Wie sollen Betroffene dieser Flut drastischer Einschränkungen begegnen ? Der Referent Martin Eckert gibt gleich zu Beginn der Informationsveranstaltung im Nordersteder Rathaus die Antwort: "Informiert, selbstbewusst und mit dem notwendigen Nachdruck."

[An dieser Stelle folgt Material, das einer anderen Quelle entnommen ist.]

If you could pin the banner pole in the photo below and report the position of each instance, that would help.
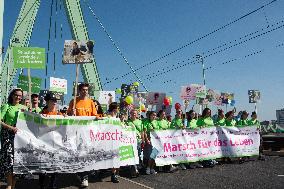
(255, 107)
(75, 88)
(30, 88)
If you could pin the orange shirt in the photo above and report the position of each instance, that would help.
(83, 107)
(45, 111)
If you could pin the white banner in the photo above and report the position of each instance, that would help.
(71, 144)
(1, 30)
(176, 146)
(58, 85)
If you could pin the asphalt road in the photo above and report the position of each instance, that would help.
(251, 174)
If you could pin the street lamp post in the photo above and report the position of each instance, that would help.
(203, 68)
(203, 75)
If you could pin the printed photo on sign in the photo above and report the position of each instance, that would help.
(77, 52)
(192, 91)
(29, 57)
(106, 97)
(254, 96)
(226, 97)
(155, 98)
(58, 85)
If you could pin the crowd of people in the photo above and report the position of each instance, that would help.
(84, 106)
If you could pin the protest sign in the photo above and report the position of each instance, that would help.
(106, 97)
(155, 98)
(23, 83)
(254, 96)
(71, 144)
(177, 146)
(192, 91)
(78, 52)
(58, 85)
(29, 57)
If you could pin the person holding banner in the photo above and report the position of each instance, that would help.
(178, 123)
(49, 109)
(162, 122)
(35, 104)
(230, 121)
(150, 124)
(84, 106)
(221, 121)
(112, 112)
(136, 123)
(244, 120)
(254, 121)
(9, 115)
(191, 119)
(205, 120)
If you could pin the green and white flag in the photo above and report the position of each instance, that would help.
(71, 144)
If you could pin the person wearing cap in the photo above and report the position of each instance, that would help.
(162, 121)
(149, 124)
(35, 104)
(84, 106)
(244, 119)
(51, 102)
(230, 121)
(205, 120)
(49, 109)
(177, 122)
(136, 123)
(221, 121)
(8, 120)
(112, 113)
(254, 120)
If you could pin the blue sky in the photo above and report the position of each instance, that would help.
(147, 30)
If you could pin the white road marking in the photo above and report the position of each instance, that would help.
(137, 183)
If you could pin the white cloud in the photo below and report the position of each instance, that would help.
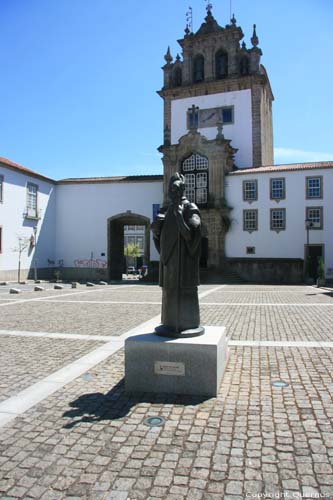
(289, 155)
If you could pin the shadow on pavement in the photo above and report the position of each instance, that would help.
(117, 403)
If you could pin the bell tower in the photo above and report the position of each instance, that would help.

Und er verweißt auf den Wortlaut des § 11 in der Eingangformulierung des neuen Gesetzestextes. Da heißt es nämlich zur Beratungspflicht der Behörden:"Die Beratung betrifft die persönliche Situation, den Bedarf sowie die eigenen Kräfte und Mittel sowie die mögliche Stärkung der Selbsthilfe zur aktiven Teilnahme am Leben in der Gemeinschaft und zur Überwindung der Notlage. Die aktive Teilnahme am Leben in der Gemeinschaft umfasst auch ein gesellschaftliches Engagement. Zur Überwindung der Notlage gehört auch, die Leistungsberechtigten für den Erhalt von Sozialleistungen zu befähigen. Die Beratung umfasst auch eine gebotene Budgetberatung."

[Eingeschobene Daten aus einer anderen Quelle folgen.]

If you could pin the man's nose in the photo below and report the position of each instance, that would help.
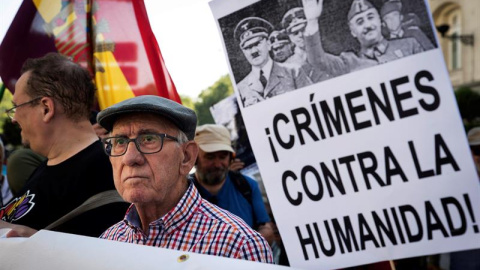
(132, 156)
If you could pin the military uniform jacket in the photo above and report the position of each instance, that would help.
(346, 62)
(280, 81)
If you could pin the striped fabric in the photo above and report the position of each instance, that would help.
(195, 225)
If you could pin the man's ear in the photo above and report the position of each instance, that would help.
(47, 105)
(190, 152)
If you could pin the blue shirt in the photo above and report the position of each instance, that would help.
(231, 199)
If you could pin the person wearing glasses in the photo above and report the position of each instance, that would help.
(52, 102)
(152, 150)
(266, 78)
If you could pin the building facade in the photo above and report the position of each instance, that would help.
(460, 42)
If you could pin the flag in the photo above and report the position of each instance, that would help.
(111, 38)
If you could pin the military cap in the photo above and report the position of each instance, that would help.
(251, 27)
(390, 6)
(278, 38)
(357, 7)
(182, 117)
(294, 19)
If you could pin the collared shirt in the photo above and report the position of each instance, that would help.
(194, 225)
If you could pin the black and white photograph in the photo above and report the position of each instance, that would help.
(275, 47)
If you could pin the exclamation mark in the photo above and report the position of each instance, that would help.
(470, 211)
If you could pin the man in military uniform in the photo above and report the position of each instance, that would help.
(365, 25)
(392, 17)
(281, 48)
(267, 78)
(294, 23)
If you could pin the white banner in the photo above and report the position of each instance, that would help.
(47, 250)
(364, 166)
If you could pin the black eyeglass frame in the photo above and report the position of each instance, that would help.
(135, 141)
(11, 112)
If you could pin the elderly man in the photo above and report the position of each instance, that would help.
(52, 103)
(232, 191)
(392, 17)
(152, 149)
(365, 26)
(281, 48)
(266, 78)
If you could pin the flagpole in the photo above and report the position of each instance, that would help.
(2, 91)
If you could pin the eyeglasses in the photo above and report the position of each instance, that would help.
(11, 112)
(146, 144)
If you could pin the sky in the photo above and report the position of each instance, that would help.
(186, 33)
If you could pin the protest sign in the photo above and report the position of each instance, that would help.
(356, 132)
(57, 251)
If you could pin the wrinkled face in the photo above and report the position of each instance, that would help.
(148, 178)
(212, 168)
(366, 27)
(27, 116)
(393, 21)
(256, 51)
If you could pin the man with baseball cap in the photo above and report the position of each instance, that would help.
(392, 17)
(152, 149)
(234, 192)
(365, 26)
(266, 78)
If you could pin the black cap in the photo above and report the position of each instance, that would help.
(184, 118)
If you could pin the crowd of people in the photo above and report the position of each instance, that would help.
(291, 55)
(153, 198)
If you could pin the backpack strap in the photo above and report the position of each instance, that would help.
(97, 200)
(241, 184)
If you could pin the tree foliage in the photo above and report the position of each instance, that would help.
(221, 89)
(469, 105)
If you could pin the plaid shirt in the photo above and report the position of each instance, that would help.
(195, 225)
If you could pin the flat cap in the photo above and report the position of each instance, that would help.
(474, 136)
(357, 7)
(390, 6)
(184, 118)
(213, 138)
(251, 27)
(293, 18)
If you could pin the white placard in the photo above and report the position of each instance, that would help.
(47, 250)
(368, 166)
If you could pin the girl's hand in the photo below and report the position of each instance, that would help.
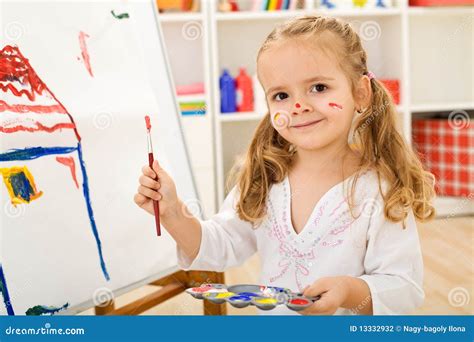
(334, 292)
(162, 190)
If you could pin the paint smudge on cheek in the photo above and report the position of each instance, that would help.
(280, 119)
(335, 106)
(85, 52)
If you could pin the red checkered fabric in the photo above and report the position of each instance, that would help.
(447, 150)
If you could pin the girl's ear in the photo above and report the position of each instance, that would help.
(363, 93)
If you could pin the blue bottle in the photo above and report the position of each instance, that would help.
(228, 96)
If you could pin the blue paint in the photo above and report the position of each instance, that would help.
(327, 4)
(36, 152)
(249, 294)
(85, 187)
(6, 295)
(240, 298)
(33, 153)
(21, 186)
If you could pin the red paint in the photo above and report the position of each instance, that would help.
(84, 52)
(69, 161)
(335, 105)
(39, 109)
(148, 123)
(39, 127)
(15, 69)
(299, 301)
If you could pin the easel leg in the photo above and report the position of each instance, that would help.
(106, 309)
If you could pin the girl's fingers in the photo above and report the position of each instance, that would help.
(156, 166)
(148, 182)
(147, 171)
(154, 195)
(139, 199)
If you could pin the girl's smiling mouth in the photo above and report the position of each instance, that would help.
(306, 124)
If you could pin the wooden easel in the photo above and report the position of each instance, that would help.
(171, 286)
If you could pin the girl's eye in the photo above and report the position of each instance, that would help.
(280, 96)
(319, 87)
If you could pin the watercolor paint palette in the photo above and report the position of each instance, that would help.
(241, 296)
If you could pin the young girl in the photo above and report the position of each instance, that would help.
(329, 190)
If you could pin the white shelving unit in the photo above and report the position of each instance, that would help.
(424, 48)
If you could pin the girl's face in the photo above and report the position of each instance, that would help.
(308, 95)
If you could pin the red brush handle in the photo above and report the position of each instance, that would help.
(156, 204)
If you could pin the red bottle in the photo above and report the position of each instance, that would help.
(244, 90)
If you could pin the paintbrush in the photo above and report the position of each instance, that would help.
(156, 204)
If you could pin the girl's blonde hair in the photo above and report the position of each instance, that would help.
(381, 146)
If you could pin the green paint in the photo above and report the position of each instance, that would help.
(120, 16)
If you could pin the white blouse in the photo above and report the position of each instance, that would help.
(332, 243)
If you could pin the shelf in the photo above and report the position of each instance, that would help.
(453, 206)
(442, 107)
(258, 15)
(180, 17)
(240, 116)
(369, 12)
(191, 98)
(451, 10)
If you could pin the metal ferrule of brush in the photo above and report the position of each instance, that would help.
(150, 146)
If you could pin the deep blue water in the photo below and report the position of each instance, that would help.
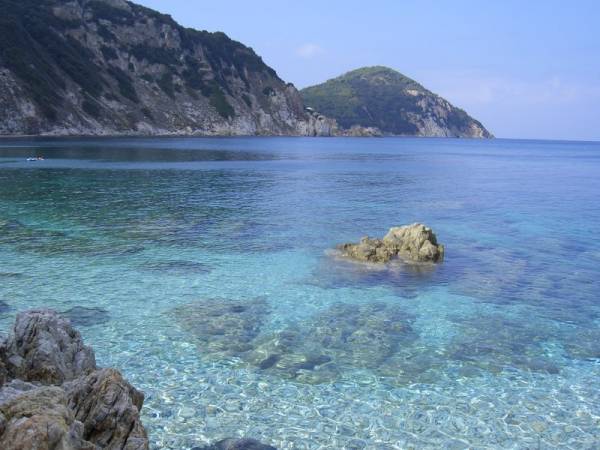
(210, 265)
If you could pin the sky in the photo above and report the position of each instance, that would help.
(525, 69)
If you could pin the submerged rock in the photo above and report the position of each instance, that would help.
(84, 316)
(416, 243)
(237, 444)
(223, 326)
(108, 406)
(342, 337)
(85, 409)
(40, 419)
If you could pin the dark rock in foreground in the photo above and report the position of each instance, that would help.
(52, 395)
(413, 243)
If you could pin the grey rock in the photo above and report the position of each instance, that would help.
(44, 347)
(223, 326)
(412, 243)
(86, 409)
(109, 408)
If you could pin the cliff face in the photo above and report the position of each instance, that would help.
(383, 98)
(113, 67)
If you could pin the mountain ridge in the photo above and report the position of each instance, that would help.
(377, 96)
(112, 67)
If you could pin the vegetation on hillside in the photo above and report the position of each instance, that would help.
(380, 97)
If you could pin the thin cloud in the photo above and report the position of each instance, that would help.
(309, 50)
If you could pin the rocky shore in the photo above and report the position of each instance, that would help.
(53, 396)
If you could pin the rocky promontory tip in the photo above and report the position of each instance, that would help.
(412, 243)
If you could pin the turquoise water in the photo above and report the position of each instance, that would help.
(206, 269)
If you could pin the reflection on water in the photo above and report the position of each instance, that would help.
(202, 268)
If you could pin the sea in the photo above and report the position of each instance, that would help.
(206, 271)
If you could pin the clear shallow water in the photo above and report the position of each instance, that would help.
(208, 262)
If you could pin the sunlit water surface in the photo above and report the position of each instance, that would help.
(207, 271)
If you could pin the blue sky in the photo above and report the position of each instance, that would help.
(526, 69)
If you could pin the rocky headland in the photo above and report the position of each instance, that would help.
(411, 243)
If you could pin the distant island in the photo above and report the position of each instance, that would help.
(379, 97)
(111, 67)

"Diesen Beratungsbegriff", rät Martin Eckert,"muss man sich mal auf der Zunge zergehen lassen." Wenn danach gehandelt würde, resümiert der Geschäftsführer von "Leben mit Behinderung e.V.", dann hätten die Selbsthilfeorganisationen nicht soviel zu tun und träfen nicht ständig auf Nachfragen von hilfesuchenden Menschen, "die sich allein fühlen und an ihrer Situation zu knapsen haben."
Aber was hilft auch das gelungenste Beratungssetting, wenn die nötigen Mittel für ein selbstbestimmtes und würdevolles Leben nicht zur Verfügung gestellt werden ? Oder zunehmend Einsparungen zum Opfer fallen ? Da hilft nur Wiederstand- "Informiert, selbstbewusst, und mit dem nötigen Nachdruck !"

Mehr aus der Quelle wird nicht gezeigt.